Pelican Cancer Foundation

As founding chairman, I was pleased to steer one of the first donations to another charity just a few miles away in Hampshire called the Pelican Cancer Foundation, which I, together with others, founded around the same time. For ten years, we lived close to the North Hampshire Hospital (NHH) in Basingstoke, an “overflow” town for London. There, I met a team of senior surgeons who were talking about a new approach they had developed for bowel cancer, the biggest killer of men after lung cancer. On average, only one-third of the patients diagnosed with the disease lived for five years without recurrence after surgery. This very special team had turned the statistics on their head, and over 90 per cent of their patients were cured to have a full life without impotency or being made incontinent.

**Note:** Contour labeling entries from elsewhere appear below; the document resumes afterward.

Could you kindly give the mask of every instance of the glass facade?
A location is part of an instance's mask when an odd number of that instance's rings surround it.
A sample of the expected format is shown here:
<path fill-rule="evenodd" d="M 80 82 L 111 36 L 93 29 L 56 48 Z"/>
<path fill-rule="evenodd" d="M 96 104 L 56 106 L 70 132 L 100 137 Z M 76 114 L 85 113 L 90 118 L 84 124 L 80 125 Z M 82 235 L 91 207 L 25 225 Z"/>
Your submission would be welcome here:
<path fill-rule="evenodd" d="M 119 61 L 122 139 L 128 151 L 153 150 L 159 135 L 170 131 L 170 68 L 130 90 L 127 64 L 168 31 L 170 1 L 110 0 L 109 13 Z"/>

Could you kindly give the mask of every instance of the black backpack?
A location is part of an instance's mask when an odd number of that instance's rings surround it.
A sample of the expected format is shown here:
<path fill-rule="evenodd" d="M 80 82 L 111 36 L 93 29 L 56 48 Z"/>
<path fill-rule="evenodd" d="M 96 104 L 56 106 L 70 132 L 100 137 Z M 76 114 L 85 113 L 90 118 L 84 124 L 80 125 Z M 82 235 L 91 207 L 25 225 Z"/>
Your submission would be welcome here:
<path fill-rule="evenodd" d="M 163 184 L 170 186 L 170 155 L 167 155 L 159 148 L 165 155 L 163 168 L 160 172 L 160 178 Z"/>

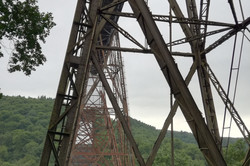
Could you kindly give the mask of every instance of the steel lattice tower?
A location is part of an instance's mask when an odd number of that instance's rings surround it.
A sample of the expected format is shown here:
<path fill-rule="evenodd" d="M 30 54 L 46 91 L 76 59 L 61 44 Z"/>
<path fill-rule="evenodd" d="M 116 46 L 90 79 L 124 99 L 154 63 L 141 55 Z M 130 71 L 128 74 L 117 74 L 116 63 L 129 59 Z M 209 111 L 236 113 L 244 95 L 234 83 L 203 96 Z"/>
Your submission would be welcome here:
<path fill-rule="evenodd" d="M 132 13 L 122 12 L 124 3 Z M 232 1 L 228 1 L 235 24 L 209 21 L 210 0 L 186 0 L 187 17 L 176 0 L 169 0 L 170 16 L 152 14 L 144 0 L 78 0 L 61 79 L 46 136 L 41 166 L 49 165 L 134 165 L 150 166 L 161 146 L 167 129 L 180 107 L 209 165 L 226 165 L 216 117 L 211 86 L 225 104 L 248 145 L 249 130 L 233 102 L 208 65 L 206 54 L 226 40 L 244 31 L 250 18 L 237 20 Z M 118 25 L 121 17 L 136 19 L 149 49 Z M 184 37 L 166 43 L 156 22 L 177 23 Z M 208 32 L 208 26 L 222 27 Z M 221 37 L 206 47 L 208 36 Z M 119 35 L 136 45 L 120 46 Z M 175 45 L 188 43 L 189 53 L 173 52 Z M 125 78 L 121 52 L 153 54 L 175 102 L 154 147 L 145 161 L 129 126 Z M 182 76 L 173 56 L 192 58 L 186 77 Z M 188 84 L 197 72 L 204 117 Z M 244 165 L 249 165 L 250 153 Z"/>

A group of businessmen living close to the NHH got together to discuss this problem and the graphic benefits that could result from a national solution. Together we funded what became the Pelican Cancer Foundation (pelvic, liver, and cancer) based at NHH. The aim was to finance ongoing teaching and research projects related to this subject. Meanwhile, Tony Blair, who became PM in 1997, was concerned that the UK had the poorest recovery statistics for bowel cancer and other malignancies and, in 1999, appointed Professor Mike Richards as cancer czar with the brief to do something about it. The trouble was that there weren’t many new ideas that could offer anything substantially helpful.

Then happily, he alighted on Professor Bill Heald and Pelican, and one day I walked into a meeting that was in full swing with Mike and Bill and soon realised that there was serious government-sponsored interest in promoting the benefits of precision surgery across the NHS. It sounded as if money would be allocated to achieve this aim, and that is what happened. From then on, Pelican went from strength to strength, approaching ten thousand medics who have attended forums that included showing live operations over a video link to illustrate and tell the story. It was none too soon, for by then, headed by Sweden, a substantial segment of international colorectal surgeons had drunk the potion and adopted the new operation that had been classified as total mesorectal excision (TME). Bill was celebrated and honoured with a CBE.

Precision surgery for bowel cancer at Pelican.

It has been estimated that this operation has saved hundreds of thousands of people from an early and unpleasant death and given them a much-improved quality of life. Pelican and Basingstoke are known throughout the colorectal surgical world as the place to go for bowel cancer opinion, management, and treatment. Nothing else in the medical world made such a dramatic improvement, and ongoing research from the learned papers have been referenced hundreds of times.